The MMSE estimator is the Bayesian counterpart to the least-square estimator and becomes
$\mbox{vec}(\mathbf{H}_{\textrm{MMSE-estimate}}) = \left(\mathbf{R}^{-1} + (\mathbf{P}^T \, \otimes\, \mathbf{I})^H \mathbf{S}^{-1} (\mathbf{P}^T \, \otimes\, \mathbf{I}) \right)^{-1} (\mathbf{P}^T \, \otimes\, \mathbf{I})^H \mathbf{S}^{-1} \mbox{vec}(\mathbf{Y})$
where $\otimes$ denotes the Kronecker product and the identity matrix $\scriptstyle \mathbf{I}$ has the dimension of the number of receive antennas. The estimation MSE is
$\mathrm{tr} \left(\mathbf{R}^{-1} + (\mathbf{P}^T \, \otimes\, \mathbf{I})^H \mathbf{S}^{-1} (\mathbf{P}^T \, \otimes\, \mathbf{I}) \right)^{-1}$
and is minimized by a training matrix $\mathbf{P}$ that in general can only be derived through numerical optimization.
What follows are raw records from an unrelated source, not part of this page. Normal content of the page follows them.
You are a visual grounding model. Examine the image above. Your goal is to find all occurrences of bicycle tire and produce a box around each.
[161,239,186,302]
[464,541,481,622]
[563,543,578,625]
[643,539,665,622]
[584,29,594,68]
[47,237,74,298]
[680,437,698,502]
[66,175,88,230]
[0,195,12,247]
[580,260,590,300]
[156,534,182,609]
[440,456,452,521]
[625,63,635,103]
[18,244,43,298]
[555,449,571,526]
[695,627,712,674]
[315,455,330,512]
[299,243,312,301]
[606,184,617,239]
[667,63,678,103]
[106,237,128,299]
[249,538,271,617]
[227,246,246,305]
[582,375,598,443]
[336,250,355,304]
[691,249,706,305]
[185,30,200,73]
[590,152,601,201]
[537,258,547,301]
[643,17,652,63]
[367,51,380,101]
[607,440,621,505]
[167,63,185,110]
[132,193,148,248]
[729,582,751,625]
But there exist heuristic solutions with good performance based on waterfilling. As opposed to least-square estimation, the estimation error for spatially correlated channels can be minimized even if $N$ is smaller than the number of transmit antennas. Thus, MMSE estimation can both decrease the estimation error and shorten the required training sequence. It needs however additionally the knowledge of the channel correlation matrix $\mathbf{R}$ and noise correlation matrix $\mathbf{S}$. In absence of an accurate knowledge of these correlation matrices, robust choices need to be made to avoid MSE degradation.

=== Neural network estimation ===
With the advances of deep learning there has been work that shows that the channel state information can be estimated using Neural network such as 2D/3D CNN and obtain better performance with fewer pilot signals. The main idea is that the neural network can do a good interpolation in time and frequency.

== Data-aided versus blind estimation ==
In a data-aided approach, the channel estimation is based on some known data, which is known both at the transmitter and at the receiver, such as training sequences or pilot data. In a blind approach, the estimation is based only on the received data, without any known transmitted sequence. The tradeoff is the accuracy versus the overhead. A data-aided approach requires more bandwidth or it has a higher overhead than a blind approach, but it can achieve a better channel estimation accuracy than a blind estimator.